Going up to our Static in Scotland, a few of our pals are going up, so we usually have a good time. Will do New Year as well.


----------



## Gixer-Mark (Nov 6, 2007)

Cei Bach Country Club ( Caravan site ) Newquay, Wales.

Go most summers but this will be our first time wintering and at New Year! One minute walk to the beautiful sandy beach some 100 ft below us.

Can't wait ..... 4 weeks and counting !!!


----------



## Hezbez (Feb 7, 2009)

CliffyP said:


> Going up to our Static in Scotland, a few of our pals are going up, so we usually have a good time. Will do New Year as well.

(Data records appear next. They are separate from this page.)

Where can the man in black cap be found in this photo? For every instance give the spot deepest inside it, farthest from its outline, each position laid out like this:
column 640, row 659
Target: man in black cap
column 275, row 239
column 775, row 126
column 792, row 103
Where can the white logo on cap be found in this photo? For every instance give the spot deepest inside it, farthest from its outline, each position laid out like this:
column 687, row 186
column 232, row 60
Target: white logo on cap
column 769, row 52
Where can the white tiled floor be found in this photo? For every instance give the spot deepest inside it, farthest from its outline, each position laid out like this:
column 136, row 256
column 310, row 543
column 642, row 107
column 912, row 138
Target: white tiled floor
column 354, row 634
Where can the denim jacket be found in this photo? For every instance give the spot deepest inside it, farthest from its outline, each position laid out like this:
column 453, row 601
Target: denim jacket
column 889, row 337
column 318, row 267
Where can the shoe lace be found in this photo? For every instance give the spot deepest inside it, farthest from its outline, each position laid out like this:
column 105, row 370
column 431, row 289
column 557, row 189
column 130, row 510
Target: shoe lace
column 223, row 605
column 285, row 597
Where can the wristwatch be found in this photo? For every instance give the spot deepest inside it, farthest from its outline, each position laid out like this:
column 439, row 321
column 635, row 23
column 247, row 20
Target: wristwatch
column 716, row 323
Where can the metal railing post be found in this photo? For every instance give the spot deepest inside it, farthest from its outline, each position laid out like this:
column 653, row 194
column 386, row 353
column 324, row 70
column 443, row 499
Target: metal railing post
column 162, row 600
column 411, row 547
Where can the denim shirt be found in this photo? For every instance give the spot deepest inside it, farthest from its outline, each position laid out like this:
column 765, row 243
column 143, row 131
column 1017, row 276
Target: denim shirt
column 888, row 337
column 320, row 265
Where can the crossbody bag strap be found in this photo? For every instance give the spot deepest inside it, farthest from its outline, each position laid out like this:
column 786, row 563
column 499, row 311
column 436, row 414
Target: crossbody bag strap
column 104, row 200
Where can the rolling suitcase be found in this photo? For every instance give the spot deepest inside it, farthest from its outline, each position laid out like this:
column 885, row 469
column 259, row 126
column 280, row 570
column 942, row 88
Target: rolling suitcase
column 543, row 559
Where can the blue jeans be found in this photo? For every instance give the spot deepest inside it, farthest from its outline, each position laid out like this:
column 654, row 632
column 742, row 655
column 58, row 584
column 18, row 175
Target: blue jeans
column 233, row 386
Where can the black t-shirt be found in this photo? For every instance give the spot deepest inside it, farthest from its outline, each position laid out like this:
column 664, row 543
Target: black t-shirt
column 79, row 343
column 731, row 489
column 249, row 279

Whereabouts is your static Cliffy?


----------



## Chascass (May 10, 2007)

Brandedleys Park, Dumfries.....where i'm going not Cliffys static

Charlie


----------



## GerryD (Sep 20, 2007)

greenasthegrass said:


> yeh shame its adult only! its not fair! booo hooo!
> 
> Greenie


Are you suggesting that there are adults using this site?
I sincerely hope not.
Gerry


----------



## greenasthegrass (Oct 27, 2007)

if you're going no!


----------



## chapter (May 1, 2005)

we went here last year and had great time but can not make it this year 
chapter


----------



## CliffyP (Dec 19, 2008)

Hezbez said:


> CliffyP said:
> 
> 
> > Going up to our Static in Scotland, a few of our pals are going up, so we usually have a good time. Will do New Year as well.
> ...


Cressfield, in Ecclefechan. Been on for 16 years, one tourer (never again) and three statics later. Why do you ask ?


----------



## Hezbez (Feb 7, 2009)

CliffyP said:


> Hezbez said:
> 
> 
> > CliffyP said:
> ...


Just always on the lookout for sites up this way that come recommended


----------



## CliffyP (Dec 19, 2008)

Hezbez said:


> CliffyP said:
> 
> 
> > Hezbez said:
> ...


If you ever find yourself on the park ask Barry & Cath where we are and call in for a brew or something stronger, you will be made welcome,up lots of weekends throughout the year and all over winter.


----------